Gehören archäologische Funde dem Entdecker oder der Allgemeinheit?

Vor allem zwei Themen sind bei der Renovierung des Denkmalschutzgesetzes umstritten: das Schatzregal und das Verursacherprinzip. Beim Schatzregal geht es um die Frage: Wem gehören zufällige Funde (»Schätze«) wie z. B. steinzeitliche Werkzeuge oder römische Münzen, die man beim Spaziergang von einem Acker aufliest? Bislang teilen sich in NRW Finder und Grundbesitzer den Fund. Münzfreunde und Sondengänger fordern den Fortbestand dieser Regelung, der so genannten Hadrianischen Teilung. Archäologen verlangen jedoch die Einführung des Schatzregals, nach dem alle Funde dem Land gehören. Hauptargument der Wissenschaftler: Archäologisches Kulturgut gehört allen Menschen und darf nicht in den Vitrinen von Privatsammlern verschwinden. Die DGUF sieht das ebenso, weist aber darauf hin, dass nach Einführung eines solchen konventionellen Schatzregals in anderen Ländern viele Funde unterschlagen wurden: Wer weiß, dass er seine Entdeckung abgeben muss, verheimlicht sie vielleicht - das Land würde keine Funde gewinnen, aber das Wissen über Funde verlieren. »Ein solches Schatzregal durchzusetzen, ist in der Praxis kaum möglich«, sagt Dr. Frank Siegmund, stellvertretender Vorsitzender der DGUF.

Die DGUF schlägt zur Lösung dieses Interessenkonflikts einen neuen Weg vor: ein Schatzregal, das zwischen Eigentum und Besitz unterscheidet. Dabei fallen die Entdeckungen in das Eigentum des Landes, können aber im Besitz des Finders und des Grundeigentümers verbleiben (50:50). Allerdings dürfen sie nicht verschenkt, verkauft oder vererbt werden. Damit entfällt das zentrale Motiv für Fundunterschlagungen, und die Wissenschaft würde von mehr entdeckten Funden erfahren, sie erforschen können und sie irgendwann einmal besitzen. Möchte das Land Funde vorzeitig in seinen Besitz bringen, sollte aus Sicht der DGUF verpflichtend ein fairer Finderlohn gezahlt werden. Diese Regelung hätte im Falle ihrer Annahme durch den Gesetzgeber und einer Bewährung in der Praxis einen Modellcharakter auch für alle anderen Bundesländer.

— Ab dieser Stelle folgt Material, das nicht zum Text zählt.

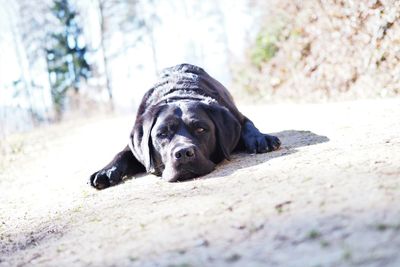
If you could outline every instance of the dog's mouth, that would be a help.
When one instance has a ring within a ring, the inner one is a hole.
[[[162,173],[162,178],[168,182],[182,182],[206,175],[214,168],[215,164],[211,161],[201,166],[184,165],[174,168],[167,165]]]

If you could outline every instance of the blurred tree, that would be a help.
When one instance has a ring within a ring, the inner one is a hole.
[[[90,76],[90,66],[86,60],[86,45],[78,25],[77,12],[71,3],[68,0],[54,0],[51,13],[60,26],[48,38],[47,66],[53,103],[60,116],[67,91],[79,91],[81,78]]]

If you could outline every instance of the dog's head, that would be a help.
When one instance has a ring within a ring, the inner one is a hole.
[[[148,172],[174,182],[211,172],[240,137],[238,120],[216,102],[175,101],[139,115],[131,149]]]

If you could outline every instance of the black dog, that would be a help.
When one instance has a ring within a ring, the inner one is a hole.
[[[144,95],[128,146],[90,184],[103,189],[141,172],[183,181],[210,173],[234,150],[264,153],[280,144],[239,112],[222,84],[181,64],[165,69]]]

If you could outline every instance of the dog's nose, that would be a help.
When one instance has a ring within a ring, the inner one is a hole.
[[[193,146],[190,147],[178,147],[174,151],[175,160],[180,161],[182,163],[188,162],[194,159],[195,157],[195,148]]]

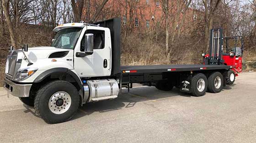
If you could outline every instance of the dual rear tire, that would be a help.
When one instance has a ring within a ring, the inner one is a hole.
[[[191,93],[193,96],[204,95],[207,90],[218,93],[223,88],[223,77],[219,72],[214,72],[208,77],[203,73],[197,73],[191,80]]]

Wer bezahlt die Ausgrabungen: die Steuerzahler oder der Nutznießer?

Zweites zentrales Thema der Debatte um das neue Denkmalschutzgesetz ist das Verursacherprinzip. Mit seiner Einführung müssen diejenigen, die - beispielsweise durch ihre Bautätigkeit - die Zerstörung einer archäologischen Stätte verursachen, zumindest die Kosten für die vorherige wissenschaftliche Ausgrabung und Dokumentation übernehmen. Die Kommunen und Landschaftsverbände sowie die Baudenkmalpfleger und Archäologen begrüßen die Einführung des Verursacherprinzips. Die Vertreter von Haus- und Grundeigentümern, von Investoren und Architekten nehmen das Verursacherprinzip jedoch als Versuch des Landes wahr, Kosten auf Privatpersonen und Investoren abzuwälzen.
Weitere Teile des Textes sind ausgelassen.